Olimpijczyka z Berlina z 1936, żołnierza dywizji gen. Stanisława Maczka wspominali krewni, przyjaciele i znajomi. Do Leszna na uroczystości przyjechał m.in kuzyn gen. Gutowskiego Wojciech Jażdżewski.
Przyznał, że jest uszczęśliwiony, że Leszno pamięta o jego krewnym. Uważa, że przyszedł najwyższy, by przywracać pamięć o takich postaciach zapomnianych przez wiele lat.
"Leszno" - podkreśla kuzyn generała - "jest najlepszym miejscem na ożywienie pamięci o nim. Po powrocie z Kanady Michał Gutowski wielokrotnie przyjeżdżał do Leszna, nie krył wzruszenia, kiedy przechadzał się ulicami miasta".
"To był generał, twardy i waleczny wojownik" - tak Michała Gutowskiego charakteryzuje Wojciech Jażdżewski - "a zaraz człowiek niezwykle empatyczny i ciepły".

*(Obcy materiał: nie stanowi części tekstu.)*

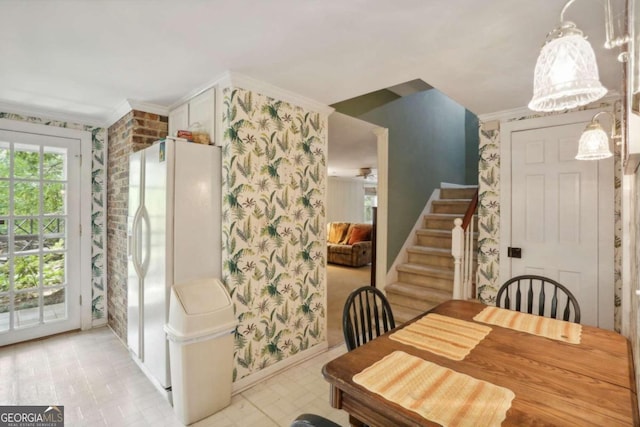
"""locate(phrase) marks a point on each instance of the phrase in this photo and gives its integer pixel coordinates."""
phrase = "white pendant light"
(566, 73)
(594, 142)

Kilkanaście dni temu leszczyńscy radni przyjęli specjalną uchwała, w której oddali hołd rotmistrzowi 17 Pułku Wielkopolskich Ułanów. A w niedzielę w Lesznie na zakończenie Międzynarodowych Zawodów w Skokach przez Przeszkody zostanie rozegrany Memoriał Gen. Michała Gutowskiego.